[MHml] Ackermann for cats : pdf file
multihulls at steamradio.com
Fri Mar 2 14:23:09 EST 2001
Brian Southwood wrote:
> Thanks Martin,
> An interesting analysis. ...
> Tom Speer in particular may have some valuable comment on the hydrodynamics of
> the foils involved.
Thanks, Brian for drawing me in to this tar baby ;-)

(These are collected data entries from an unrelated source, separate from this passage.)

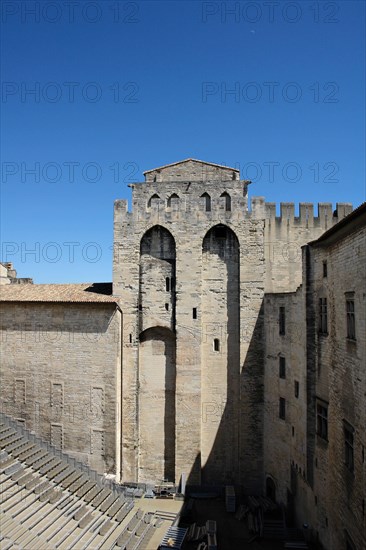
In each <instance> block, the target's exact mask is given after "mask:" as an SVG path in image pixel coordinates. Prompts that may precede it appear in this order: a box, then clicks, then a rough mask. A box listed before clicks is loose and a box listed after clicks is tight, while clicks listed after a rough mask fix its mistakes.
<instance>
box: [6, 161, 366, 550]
mask: <svg viewBox="0 0 366 550" xmlns="http://www.w3.org/2000/svg"><path fill="white" fill-rule="evenodd" d="M249 184H250V182H248V181H242V180H240V175H239V172H238V171H237V170H236V169H233V168H228V167H225V166H220V165H217V164H212V163H208V162H202V161H197V160H194V159H188V160H185V161H181V162H176V163H174V164H170V165H166V166H162V167H160V168H157V169H154V170H149V171H147V172H145V182H143V183H139V184H133V185H131V187H132V206H131V208H130V209H129V208H128V204H127V201H126V200H117V201H116V202H115V208H114V260H113V283H112V284H110V283H109V284H108V283H105V284H103V283H94V284H93V283H90V284H84V285H82V284H70V285H34V284H30V283H28V284H17V283H18V282H21V281H18V280H17V279H16V278H14V276H12V277H10V276H7V274H6V266H4V265H3V266H2V267H3V270H4V269H5V277H4V278H3V279H2V281H3V282H5V283H8V282H10V283H11V284H4V285H2V287H1V308H2V315H1V329H2V333H3V336H2V367H1V368H2V376H1V378H2V394H1V397H2V408H3V410H4V412H6V413H7V414H9V415H10V416H12V417H13V418H16V419H18V420H19V421H21V422H24V423H25V425H26V426H27V427H28V428H29V429H32V430H33V431H34V432H36V433H37V435H39V436H41V437H43V438H45V439H47V440H49V441H51V442H52V443H53V444H54V445H55V446H57V447H61V448H63V449H64V451H65V452H67V453H70V454H71V455H72V456H75V457H77V458H78V459H81V460H83V461H84V462H86V463H88V464H89V465H90V466H91V467H93V468H95V469H97V470H98V471H100V472H101V473H103V472H109V473H114V474H116V476H117V479H118V480H119V481H122V482H125V481H135V482H142V483H157V482H160V481H161V480H169V481H172V482H175V483H179V481H180V479H181V478H182V476H183V477H184V478H186V479H187V485H188V486H197V485H201V486H216V487H218V486H224V485H228V484H230V485H235V486H236V487H237V488H238V490H240V491H242V493H243V494H267V495H269V496H271V497H272V498H274V499H275V500H277V501H278V502H281V503H283V504H284V505H286V506H287V507H288V509H289V510H291V511H292V512H293V514H294V519H295V520H296V522H297V523H298V524H300V525H302V524H303V523H307V524H308V525H309V529H310V530H311V531H312V533H313V534H314V536H316V537H317V538H318V540H319V541H320V542H321V543H322V545H323V546H324V548H326V549H329V550H337V549H343V548H353V547H354V548H357V549H361V548H365V547H366V538H365V526H366V517H365V514H366V512H365V499H366V495H365V481H366V472H365V470H366V466H365V445H366V439H365V426H366V405H365V403H366V397H365V395H366V372H365V361H366V351H365V348H366V336H365V335H366V325H365V323H366V315H365V311H366V267H365V266H366V234H365V226H366V208H365V204H363V205H362V206H360V207H359V208H357V209H356V210H354V211H352V207H351V205H349V204H337V206H336V208H335V210H334V209H333V207H332V205H331V204H328V203H322V204H319V205H318V210H317V213H316V215H315V213H314V209H313V205H312V204H309V203H301V204H300V207H299V215H298V216H295V207H294V204H292V203H281V211H280V216H277V215H276V205H275V204H273V203H266V202H265V200H264V198H262V197H252V198H251V200H249V199H248V188H249ZM7 267H8V268H9V270H10V267H11V266H7ZM9 274H10V271H9ZM347 544H348V546H346V545H347ZM352 545H353V546H352Z"/></svg>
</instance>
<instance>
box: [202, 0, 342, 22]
mask: <svg viewBox="0 0 366 550" xmlns="http://www.w3.org/2000/svg"><path fill="white" fill-rule="evenodd" d="M340 12H341V8H340V3H339V2H311V1H310V2H298V1H297V2H292V1H290V2H282V1H281V2H279V1H275V0H274V1H271V0H264V1H262V2H250V1H249V2H243V1H242V2H219V1H215V2H202V6H201V21H202V22H203V23H206V24H208V23H217V22H219V23H222V24H233V23H234V24H240V23H242V24H243V23H250V24H255V23H263V22H265V23H270V24H274V23H280V22H281V23H288V24H296V23H297V24H299V23H300V22H301V21H306V22H313V23H326V24H335V23H339V21H340Z"/></svg>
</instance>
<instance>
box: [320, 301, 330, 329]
mask: <svg viewBox="0 0 366 550" xmlns="http://www.w3.org/2000/svg"><path fill="white" fill-rule="evenodd" d="M319 332H320V333H321V334H328V305H327V299H326V298H319Z"/></svg>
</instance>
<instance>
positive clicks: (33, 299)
mask: <svg viewBox="0 0 366 550" xmlns="http://www.w3.org/2000/svg"><path fill="white" fill-rule="evenodd" d="M111 294H112V283H80V284H67V285H33V284H22V285H21V284H9V285H1V286H0V301H1V302H89V303H96V302H98V303H99V302H107V303H108V302H109V303H113V302H115V303H117V302H118V299H117V298H116V297H114V296H112V295H111Z"/></svg>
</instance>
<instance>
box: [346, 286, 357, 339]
mask: <svg viewBox="0 0 366 550" xmlns="http://www.w3.org/2000/svg"><path fill="white" fill-rule="evenodd" d="M346 312H347V338H348V339H349V340H356V321H355V300H354V298H353V297H352V298H351V297H350V298H347V299H346Z"/></svg>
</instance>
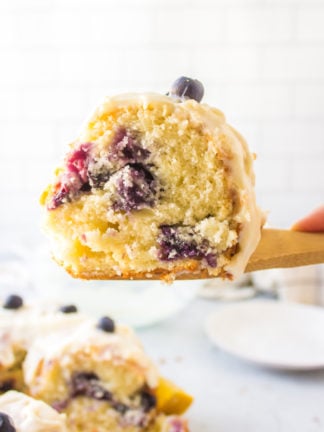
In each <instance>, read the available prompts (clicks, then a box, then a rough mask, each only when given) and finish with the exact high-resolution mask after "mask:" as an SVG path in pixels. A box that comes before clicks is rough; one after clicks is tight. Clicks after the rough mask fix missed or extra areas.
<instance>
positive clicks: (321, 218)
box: [291, 205, 324, 232]
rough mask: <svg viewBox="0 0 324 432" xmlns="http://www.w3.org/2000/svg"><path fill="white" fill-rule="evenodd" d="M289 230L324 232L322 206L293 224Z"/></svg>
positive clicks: (319, 207) (323, 216) (305, 231)
mask: <svg viewBox="0 0 324 432" xmlns="http://www.w3.org/2000/svg"><path fill="white" fill-rule="evenodd" d="M291 229H292V230H294V231H305V232H324V205H322V206H321V207H319V208H318V209H316V210H314V211H312V212H311V213H310V214H309V215H307V216H305V217H304V218H303V219H300V220H299V221H297V222H296V223H294V225H293V226H292V227H291Z"/></svg>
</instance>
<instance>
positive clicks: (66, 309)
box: [59, 305, 78, 313]
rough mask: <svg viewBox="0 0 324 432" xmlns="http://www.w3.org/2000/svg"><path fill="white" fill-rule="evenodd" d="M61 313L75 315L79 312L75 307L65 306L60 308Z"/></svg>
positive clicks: (70, 306) (67, 305)
mask: <svg viewBox="0 0 324 432" xmlns="http://www.w3.org/2000/svg"><path fill="white" fill-rule="evenodd" d="M59 311H60V312H63V313H75V312H78V309H77V307H76V306H74V305H64V306H61V307H60V309H59Z"/></svg>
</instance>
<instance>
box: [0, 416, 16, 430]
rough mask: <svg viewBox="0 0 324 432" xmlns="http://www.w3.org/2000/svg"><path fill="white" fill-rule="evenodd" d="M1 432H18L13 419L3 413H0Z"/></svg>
mask: <svg viewBox="0 0 324 432" xmlns="http://www.w3.org/2000/svg"><path fill="white" fill-rule="evenodd" d="M0 432H16V428H15V427H14V425H13V422H12V419H11V418H10V417H9V416H8V415H7V414H5V413H3V412H0Z"/></svg>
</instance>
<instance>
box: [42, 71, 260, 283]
mask: <svg viewBox="0 0 324 432" xmlns="http://www.w3.org/2000/svg"><path fill="white" fill-rule="evenodd" d="M203 91H204V90H203V87H202V84H201V83H200V82H199V81H197V80H192V79H189V78H185V77H182V78H179V79H178V80H177V81H176V82H175V83H174V84H173V86H172V89H171V91H170V92H169V93H168V95H160V94H154V93H145V94H125V95H119V96H115V97H109V98H106V99H105V100H104V102H103V104H102V105H100V106H99V107H98V109H97V110H96V111H95V113H94V114H93V116H92V117H91V118H90V120H89V121H88V123H87V124H86V125H85V127H84V128H83V130H82V131H81V133H80V135H79V137H78V138H77V139H76V140H75V141H74V142H73V143H72V144H71V145H70V149H69V151H68V152H67V154H66V157H65V159H64V161H63V163H62V165H61V166H60V167H59V168H57V170H56V172H55V177H54V179H53V182H52V183H51V184H50V185H49V186H48V188H47V189H46V191H45V192H44V193H43V195H42V198H41V202H42V204H43V205H44V208H45V213H46V216H45V224H44V226H45V231H46V232H47V233H48V235H49V237H50V239H51V242H52V252H53V256H54V258H55V260H56V261H57V262H58V263H59V264H61V265H62V266H64V267H65V269H66V270H67V271H68V272H69V273H70V274H72V275H73V276H75V277H79V278H86V279H117V278H124V279H141V278H144V279H145V278H150V277H154V278H161V279H162V278H163V279H166V280H173V279H176V278H181V277H183V276H184V275H186V274H188V273H190V275H191V276H192V277H195V275H196V277H204V276H205V277H209V276H215V277H217V276H221V277H225V278H233V277H235V276H236V275H239V274H240V273H241V272H243V270H244V268H245V266H246V263H247V261H248V258H249V256H250V255H251V254H252V252H253V251H254V249H255V247H256V245H257V243H258V241H259V238H260V227H261V224H262V221H261V219H262V215H261V212H260V210H259V209H258V207H257V205H256V202H255V194H254V174H253V168H252V164H253V155H252V154H251V153H250V151H249V149H248V147H247V144H246V143H245V141H244V139H243V138H242V137H241V136H240V135H239V134H238V133H237V132H236V131H235V130H234V129H233V128H232V127H231V126H229V125H228V124H227V123H226V120H225V117H224V115H223V114H222V113H221V112H220V111H218V110H217V109H215V108H212V107H210V106H208V105H206V104H202V103H200V100H201V98H202V96H203Z"/></svg>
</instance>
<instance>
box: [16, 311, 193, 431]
mask: <svg viewBox="0 0 324 432" xmlns="http://www.w3.org/2000/svg"><path fill="white" fill-rule="evenodd" d="M24 377H25V382H26V388H27V391H28V392H29V393H30V394H31V395H32V396H33V397H36V398H37V399H42V400H43V401H45V402H46V403H48V404H49V405H51V406H52V407H54V408H55V409H57V410H58V411H60V412H64V413H65V414H66V416H67V425H68V428H69V430H70V431H71V432H74V431H75V432H76V431H83V432H93V431H96V432H104V431H105V432H106V431H107V430H109V431H114V432H121V431H125V432H140V431H157V432H158V431H165V432H167V431H170V432H171V431H177V432H178V431H179V432H182V431H187V423H186V421H185V420H183V419H182V418H181V417H179V416H178V415H177V414H179V413H182V412H183V411H184V410H185V409H186V408H187V407H188V406H189V405H190V403H191V398H190V397H189V396H186V394H185V393H181V394H179V391H177V395H178V402H176V401H175V400H173V401H172V396H170V395H169V394H168V391H167V390H166V389H170V388H171V393H172V394H173V395H174V394H175V393H176V392H175V391H172V386H171V387H170V385H169V386H168V385H167V387H166V381H164V380H161V379H160V378H159V375H158V372H157V370H156V368H155V366H154V364H153V363H152V362H151V360H150V359H149V358H148V357H147V356H146V354H145V353H144V350H143V348H142V345H141V343H140V342H139V340H138V339H137V337H136V336H135V334H134V332H133V331H132V330H131V329H130V328H129V327H126V326H121V325H116V324H115V323H114V321H112V320H111V319H110V318H109V317H103V318H101V319H100V320H99V321H98V322H97V323H94V322H90V321H89V322H86V323H84V324H82V325H80V326H79V327H78V328H76V329H74V330H73V331H70V332H69V333H68V334H65V336H64V337H62V334H61V333H60V332H56V333H53V334H52V335H49V336H47V338H46V343H44V342H43V341H40V340H38V341H36V342H35V343H34V344H33V345H32V346H31V347H30V349H29V351H28V354H27V356H26V360H25V362H24ZM160 384H161V387H160V388H159V386H160ZM179 395H180V397H179ZM158 399H161V403H159V401H158ZM165 399H168V401H169V403H167V402H166V400H165ZM163 407H168V409H167V410H165V411H167V413H165V412H163ZM170 407H171V409H170ZM166 414H169V415H171V417H169V416H167V415H166ZM175 425H177V426H175Z"/></svg>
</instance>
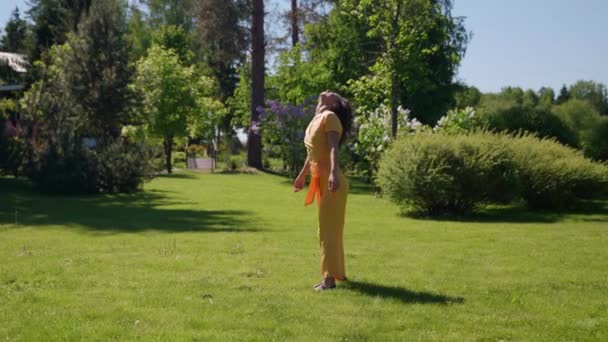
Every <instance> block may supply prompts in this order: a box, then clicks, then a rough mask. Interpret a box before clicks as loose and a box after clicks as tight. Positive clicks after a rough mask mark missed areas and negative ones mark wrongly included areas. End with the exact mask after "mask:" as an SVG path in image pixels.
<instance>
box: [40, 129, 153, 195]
mask: <svg viewBox="0 0 608 342" xmlns="http://www.w3.org/2000/svg"><path fill="white" fill-rule="evenodd" d="M153 157H154V150H153V149H152V148H151V147H149V146H146V145H144V144H142V143H132V142H128V141H123V140H117V141H115V142H112V143H110V144H108V145H105V146H103V147H100V148H98V150H97V151H96V150H94V149H89V148H87V147H84V146H83V145H82V144H81V143H78V142H75V141H67V140H66V141H64V142H63V143H62V144H61V146H54V145H51V146H50V147H49V148H48V149H47V150H45V151H43V152H42V153H41V155H40V156H39V157H37V158H36V160H35V162H34V167H33V168H32V170H31V173H30V178H31V180H32V182H33V183H34V185H35V186H36V187H37V188H38V189H40V190H42V191H45V192H50V193H59V194H91V193H99V192H105V193H117V192H127V193H128V192H134V191H136V190H138V189H139V188H140V186H141V184H142V183H143V181H144V180H145V179H146V178H148V177H151V176H152V175H153V173H154V171H156V169H155V168H154V167H153V164H152V160H153Z"/></svg>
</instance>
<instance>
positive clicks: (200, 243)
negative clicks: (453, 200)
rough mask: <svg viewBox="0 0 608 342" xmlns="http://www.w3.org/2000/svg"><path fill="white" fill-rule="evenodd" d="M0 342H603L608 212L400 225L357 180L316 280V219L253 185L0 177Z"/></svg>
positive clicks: (511, 211)
mask: <svg viewBox="0 0 608 342" xmlns="http://www.w3.org/2000/svg"><path fill="white" fill-rule="evenodd" d="M0 188H1V189H2V195H1V196H0V258H1V259H2V264H0V303H2V305H1V306H0V322H2V324H0V339H8V340H99V341H102V340H103V341H106V340H117V339H119V340H133V339H146V340H149V339H155V340H191V339H200V340H226V339H237V340H271V339H275V340H287V339H296V340H306V341H308V340H368V339H373V340H384V339H388V340H442V341H443V340H453V341H462V340H492V341H494V340H573V339H589V340H605V339H607V338H608V318H607V317H608V299H607V298H608V297H606V293H607V291H608V266H607V265H608V264H607V263H606V262H605V260H606V259H607V258H608V249H606V245H607V243H608V229H607V228H608V208H607V207H606V205H605V203H602V204H599V205H597V206H596V207H594V208H591V209H589V210H587V211H584V210H582V211H579V212H574V213H561V214H556V213H538V212H527V211H525V210H522V209H518V208H514V207H497V208H489V209H488V210H486V211H484V212H483V213H482V214H480V215H478V216H475V217H472V218H467V219H462V220H458V221H454V220H448V219H442V220H433V219H419V220H417V219H412V218H407V217H402V216H401V215H400V214H399V212H400V211H399V209H398V208H397V207H395V206H394V205H392V204H390V203H389V202H387V201H386V200H384V199H381V198H376V197H375V196H374V194H373V189H372V188H369V187H366V186H365V185H363V184H359V183H358V182H355V184H353V189H354V191H353V192H352V193H351V196H350V197H349V203H348V208H347V223H346V228H345V229H346V230H345V245H346V258H347V275H348V276H349V278H350V279H351V281H349V282H347V283H339V289H337V290H335V291H330V292H325V293H315V292H314V291H312V288H311V286H312V285H313V284H314V283H315V282H317V281H318V280H319V277H320V275H319V260H318V254H317V241H316V208H314V207H304V206H303V196H304V194H303V193H299V194H293V193H292V191H291V186H290V182H289V180H287V179H285V178H281V177H278V176H272V175H267V174H255V175H249V174H242V175H225V174H200V173H181V174H176V175H174V176H164V177H160V178H157V179H155V180H153V181H152V182H150V183H148V184H147V185H146V187H145V189H146V190H145V191H144V192H142V193H139V194H133V195H112V196H110V195H107V196H85V197H73V198H68V197H58V196H47V195H39V194H34V193H33V192H32V191H31V190H30V189H29V187H28V185H27V184H26V183H22V182H18V181H15V180H12V179H6V178H4V179H0Z"/></svg>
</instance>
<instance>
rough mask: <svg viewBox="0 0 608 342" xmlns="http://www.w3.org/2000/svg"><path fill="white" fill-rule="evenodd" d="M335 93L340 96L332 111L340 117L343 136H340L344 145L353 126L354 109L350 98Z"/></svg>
mask: <svg viewBox="0 0 608 342" xmlns="http://www.w3.org/2000/svg"><path fill="white" fill-rule="evenodd" d="M334 94H335V93H334ZM335 95H337V96H338V102H336V105H335V106H334V107H333V108H332V111H333V112H334V113H336V115H337V116H338V119H340V123H341V124H342V136H341V137H340V145H342V144H343V143H344V142H345V141H346V138H347V137H348V134H349V133H350V130H351V128H352V126H353V110H352V108H351V107H350V103H348V100H346V99H345V98H343V97H342V96H340V95H338V94H335Z"/></svg>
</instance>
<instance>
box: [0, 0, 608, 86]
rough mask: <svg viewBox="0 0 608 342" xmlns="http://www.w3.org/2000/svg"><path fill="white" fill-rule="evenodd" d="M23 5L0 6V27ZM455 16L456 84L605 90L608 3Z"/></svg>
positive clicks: (22, 5) (477, 8)
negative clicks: (456, 36)
mask: <svg viewBox="0 0 608 342" xmlns="http://www.w3.org/2000/svg"><path fill="white" fill-rule="evenodd" d="M379 1H381V0H379ZM273 2H282V3H281V5H282V6H285V7H287V6H288V5H289V0H274V1H273ZM25 4H26V0H0V27H2V28H4V25H5V23H6V21H7V20H8V18H9V17H10V13H11V11H12V10H13V9H14V8H15V6H19V8H20V9H21V10H22V12H23V10H24V9H25V8H26V5H25ZM270 8H276V7H274V6H271V7H270ZM453 14H454V15H456V16H463V17H466V20H465V26H466V27H467V30H469V31H471V32H472V33H473V38H472V40H471V41H470V43H469V46H468V49H467V53H466V56H465V58H464V60H463V61H462V64H461V66H460V68H459V71H458V76H457V78H458V79H459V80H462V81H464V82H465V83H467V84H469V85H474V86H476V87H478V88H479V89H480V90H481V91H483V92H496V91H499V90H500V89H501V88H503V87H505V86H520V87H523V88H526V89H528V88H531V89H535V90H538V89H539V88H540V87H542V86H549V87H552V88H553V89H555V90H556V91H558V90H559V88H561V86H562V85H563V84H566V85H569V84H572V83H574V82H576V81H577V80H581V79H585V80H594V81H597V82H602V83H604V84H608V62H607V61H608V20H605V17H606V15H608V0H455V1H454V10H453Z"/></svg>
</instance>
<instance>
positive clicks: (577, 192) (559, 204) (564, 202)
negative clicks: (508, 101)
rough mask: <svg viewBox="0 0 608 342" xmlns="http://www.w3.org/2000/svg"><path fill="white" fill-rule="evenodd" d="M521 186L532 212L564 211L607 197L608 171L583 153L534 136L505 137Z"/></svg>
mask: <svg viewBox="0 0 608 342" xmlns="http://www.w3.org/2000/svg"><path fill="white" fill-rule="evenodd" d="M503 139H504V140H505V144H506V145H507V146H509V148H510V150H511V153H512V156H513V160H514V161H515V164H516V165H517V168H518V173H519V177H520V180H521V183H522V193H521V197H522V198H523V199H524V200H525V201H526V203H527V205H528V206H529V207H531V208H537V209H565V208H569V207H572V206H573V205H575V204H576V202H577V200H579V199H592V198H598V197H602V196H605V195H606V193H608V167H607V166H606V165H603V164H599V163H595V162H593V161H591V160H590V159H587V158H585V157H584V156H583V154H582V152H581V151H578V150H575V149H573V148H570V147H566V146H563V145H561V144H559V143H557V142H556V141H554V140H551V139H540V138H538V137H535V136H531V135H523V136H519V137H503Z"/></svg>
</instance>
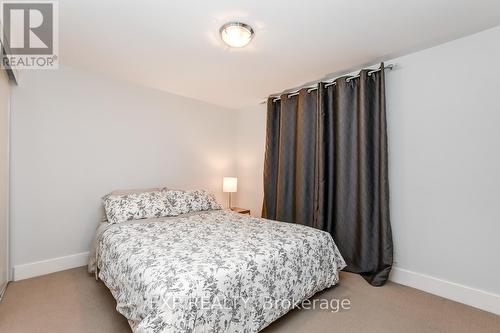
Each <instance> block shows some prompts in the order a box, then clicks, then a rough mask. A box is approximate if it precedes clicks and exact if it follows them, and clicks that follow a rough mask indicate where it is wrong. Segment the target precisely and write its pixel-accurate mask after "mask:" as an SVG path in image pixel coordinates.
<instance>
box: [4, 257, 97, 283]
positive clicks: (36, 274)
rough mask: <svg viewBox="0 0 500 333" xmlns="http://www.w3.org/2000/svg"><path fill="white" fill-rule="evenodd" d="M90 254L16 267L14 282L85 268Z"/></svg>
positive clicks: (14, 268)
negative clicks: (85, 265)
mask: <svg viewBox="0 0 500 333" xmlns="http://www.w3.org/2000/svg"><path fill="white" fill-rule="evenodd" d="M88 258H89V253H88V252H82V253H77V254H72V255H69V256H65V257H60V258H53V259H48V260H42V261H36V262H32V263H29V264H23V265H17V266H14V268H13V270H14V272H13V279H14V281H19V280H24V279H28V278H32V277H35V276H40V275H45V274H50V273H54V272H59V271H64V270H65V269H70V268H75V267H80V266H85V265H86V264H87V263H88Z"/></svg>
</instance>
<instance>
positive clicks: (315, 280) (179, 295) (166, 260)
mask: <svg viewBox="0 0 500 333" xmlns="http://www.w3.org/2000/svg"><path fill="white" fill-rule="evenodd" d="M92 252H93V254H92V255H91V259H90V262H89V270H90V271H91V272H98V277H99V278H100V279H101V280H102V281H103V282H104V283H105V284H106V286H107V287H108V288H109V290H110V291H111V293H112V295H113V297H114V298H115V299H116V302H117V306H116V308H117V310H118V311H119V312H120V313H121V314H122V315H124V316H125V317H126V318H127V319H128V321H129V323H130V326H131V328H132V330H133V331H134V332H155V333H156V332H258V331H260V330H262V329H263V328H264V327H266V326H267V325H269V324H270V323H272V322H273V321H274V320H276V319H278V318H279V317H281V316H282V315H284V314H285V313H286V312H288V311H289V310H291V309H292V308H293V307H294V305H296V304H297V303H299V302H301V301H303V300H305V299H307V298H310V297H311V296H313V295H314V294H315V293H317V292H318V291H321V290H323V289H325V288H329V287H331V286H333V285H335V284H336V283H337V282H338V281H339V270H341V269H342V268H343V267H344V266H345V263H344V260H343V259H342V256H341V255H340V253H339V251H338V249H337V247H336V245H335V244H334V241H333V239H332V237H331V236H330V234H329V233H327V232H324V231H320V230H316V229H313V228H310V227H307V226H302V225H297V224H290V223H282V222H276V221H271V220H266V219H262V218H255V217H251V216H248V215H242V214H237V213H235V212H231V211H227V210H214V211H206V212H199V213H195V214H189V215H186V216H178V217H170V218H160V219H154V220H138V221H130V222H127V223H120V224H107V223H104V224H103V225H102V226H101V227H100V228H99V229H98V232H97V234H96V238H95V241H94V248H93V251H92Z"/></svg>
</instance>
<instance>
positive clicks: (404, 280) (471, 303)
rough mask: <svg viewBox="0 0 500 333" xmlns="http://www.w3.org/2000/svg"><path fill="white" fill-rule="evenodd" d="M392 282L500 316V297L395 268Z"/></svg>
mask: <svg viewBox="0 0 500 333" xmlns="http://www.w3.org/2000/svg"><path fill="white" fill-rule="evenodd" d="M390 280H391V281H393V282H396V283H399V284H403V285H405V286H409V287H413V288H416V289H420V290H423V291H426V292H428V293H431V294H434V295H438V296H441V297H444V298H448V299H451V300H453V301H456V302H459V303H463V304H466V305H470V306H473V307H475V308H478V309H481V310H485V311H488V312H492V313H495V314H498V315H500V295H496V294H493V293H490V292H487V291H484V290H479V289H474V288H471V287H467V286H464V285H461V284H458V283H454V282H450V281H446V280H442V279H438V278H435V277H432V276H429V275H425V274H420V273H416V272H412V271H409V270H406V269H403V268H398V267H393V268H392V272H391V276H390Z"/></svg>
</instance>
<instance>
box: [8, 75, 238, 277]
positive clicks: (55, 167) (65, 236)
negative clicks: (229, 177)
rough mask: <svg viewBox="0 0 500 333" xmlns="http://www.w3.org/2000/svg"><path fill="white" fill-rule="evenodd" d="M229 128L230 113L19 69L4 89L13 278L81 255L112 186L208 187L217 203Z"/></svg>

My analysis can be found at
In a nutshell, here's what I found:
- When you include leeway (skidding), the geometry is basically
as Martin set it up, but the turning center is moved forward by
the amount of the leeway angle. This effectively changes the
distance to the rudders.
- The large rudder deflection needed for tight turns gets to the
point where the linkage inverts itself - where the inside tiller
and the link line up and the outside rudder reaches its maximum
- There's a tradeoff between balancing the two rudders with the
Ackermann angle and not having the linkage lock up too soon. Low
Ackermann angles promote stall on the outside rudder, but allow
both rudders to deflect enough to match the turn radius. Large
Ackermann angles could limit the rudder deflection and thus the
- When I used the numbers for Martin's boat, plus some additional
parameters I only guessed at, it looks to me like the most
suitable Ackermann angle is much less than Martin derived - more
on the order of 10 to 15 degrees than his 35 degrees. And the
corresponding turn radius (measured to the center of the boat)
was around 1 to 2 beam-widths.
- The turn radius is pretty much dictated by the stall angles of
the hull and rudders.
- It's better to drive the rudders from the inside tiller than
the link or the outside tiller because then you have full control
throughout the range of motion.
I didn't get into the whole yaw moment balance, but that looked
to be the deciding factor on establishing the speed at which the
boat would turn best. The more I got into it, the more I ended
up trying to analyze the whole boat. The number of free
parameters was multiplying pretty fast!